By Jon Klipstein, U.S. Army Combat Veteran & Founder of Die Tryin Co., and Kyle Panela, Transformation Coach & NPC Men's Physique Competitor
THE FORM DRILL THAT FIXES YOUR DEPTH
Most lifters cheat their squat depth without realizing it. They stop short of parallel, especially when the weight gets heavy, and tell themselves they hit depth. Eight weeks later they wonder why their legs aren’t growing.
Bench squats fix the problem. Set a bench behind you at the depth you want to hit, squat down until your glutes lightly tap the surface, drive up. The bench is a physical reference point your body can’t lie about. Either you hit it or you don’t.
Here’s how to set up the drill, execute it cleanly, and use it to clean up your regular squat.
WATCH THE FORM
This form-demo video is from our UXO Supplements archive. UXO Supplements is now Die Tryin Co. — same crew, new name.
The video runs silent — pure form demo. Watch the setup (bar placement, foot stance, bench position), the controlled descent (no flopping onto the bench), the brief contact at the bottom (glutes tap, no rest), and the drive up through the heels with a flat back. The cues in the body below match what the video shows.

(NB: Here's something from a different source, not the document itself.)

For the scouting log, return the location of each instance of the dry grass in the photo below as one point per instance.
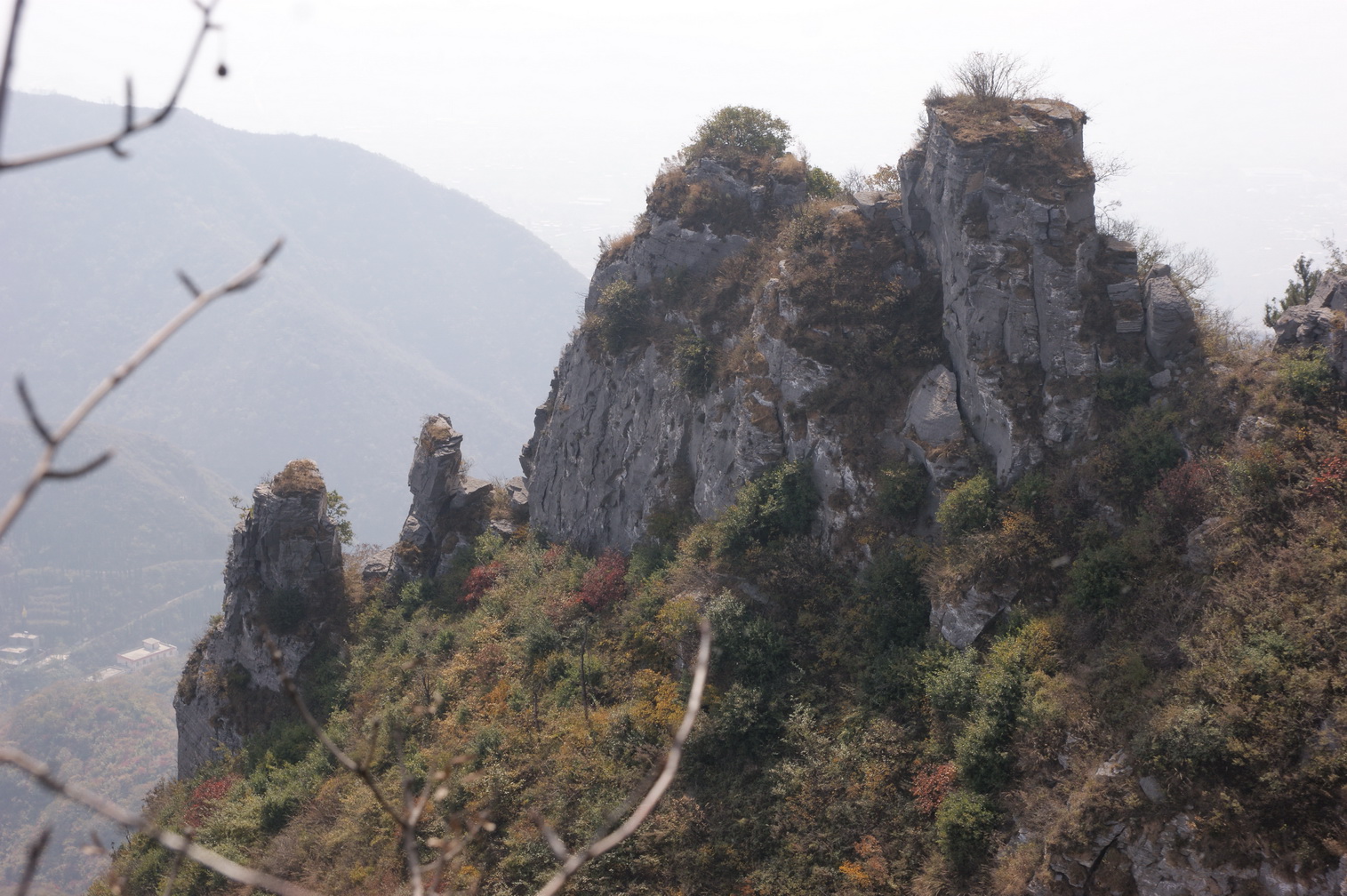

WHAT A BENCH SQUAT ACTUALLY IS
A bench squat is a back squat performed to a bench set behind you at parallel-thigh depth. You descend in a controlled motion until your glutes lightly contact the surface, then drive up. The bench is the reference, not the rest stop. You don’t sit, you don’t pause, you don’t use it to bounce. It’s a depth-marker, nothing more.
Done right, the bench squat is harder than a free squat at the same weight. Why: a free squatter can shave a few degrees of depth on every rep without noticing. The bench removes that option. Every rep either reaches the bench or it doesn’t — and the ones that don’t are obvious to you, your training partner, and anyone watching. That accountability forces honest depth, which forces real mechanical tension on the legs across full ROM. The hypertrophy research is clear that mechanical tension across full range of motion is one of the primary drivers of muscle growth. Bench squats put you in that range on every rep.
WHEN TO USE BENCH SQUATS
Bench squats aren’t a daily squat replacement. They’re a form drill you use in specific situations:
1. You’ve been cheating depth. If your training partner, coach, or video review is telling you your squats are high, run a block of bench squats to retrain the depth.

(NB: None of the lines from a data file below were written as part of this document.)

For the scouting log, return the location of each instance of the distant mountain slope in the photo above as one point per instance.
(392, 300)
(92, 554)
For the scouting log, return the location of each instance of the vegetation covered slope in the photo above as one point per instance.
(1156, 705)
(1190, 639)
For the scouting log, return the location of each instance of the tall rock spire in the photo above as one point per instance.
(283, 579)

2. You just bumped your working weight. Heavier loads often pull lifters out of full ROM on the squat. Bench squat your new working weight for a session or two to lock in depth before going back to free squats.

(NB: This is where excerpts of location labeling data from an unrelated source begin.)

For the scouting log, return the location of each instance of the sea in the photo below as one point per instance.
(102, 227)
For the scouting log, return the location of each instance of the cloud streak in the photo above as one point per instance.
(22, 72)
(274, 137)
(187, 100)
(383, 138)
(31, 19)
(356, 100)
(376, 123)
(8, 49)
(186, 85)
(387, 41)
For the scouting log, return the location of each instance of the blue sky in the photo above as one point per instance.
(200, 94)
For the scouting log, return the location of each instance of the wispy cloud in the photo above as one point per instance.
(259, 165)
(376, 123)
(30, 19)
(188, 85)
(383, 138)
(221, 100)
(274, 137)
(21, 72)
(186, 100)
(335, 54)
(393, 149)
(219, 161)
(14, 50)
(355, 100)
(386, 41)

3. You’re coming off a layoff. Time away from squatting kills the proprioception that tells you where parallel is. Bench squats rebuild that fast.
4. You’re teaching a newer lifter. Bench squats are one of the cleanest ways to demonstrate what parallel actually means without the lifter having to feel it in the dark.
HOW TO SET UP AND EXECUTE
Equipment. Squat rack, barbell, bench (flat or padded box at parallel-thigh height for your build), weight belt and knee sleeves recommended on heavier sets.
Bench position. Set the bench directly behind your squat stance, far enough back that your glutes contact it at parallel depth but not so far back that you have to lean to reach it. Test the position with bodyweight first.
Bar placement. The meaty part of the upper back — high enough to sit on the traps and rear delts, low enough that the bar doesn’t roll onto your neck. Don’t use a high-bar position thinking it’ll be more comfortable; the bar sits where the muscle is.
Setup before the rep. Brace the core, roll the shoulder blades back and down, take the bar off the rack, walk it out, set the feet about shoulder-width with toes pointed slightly out. Big breath, hold it.
The descent. Push the hips back first, then bend the knees. Keep the chest up and the back flat. Lower in a controlled motion — not a free fall — aiming the glutes back toward the bench.
The contact. Glutes lightly touch the bench. Don’t sit, don’t rest, don’t bounce. Light contact is the cue. If you’re crashing onto it, the weight is too heavy or the descent isn’t controlled.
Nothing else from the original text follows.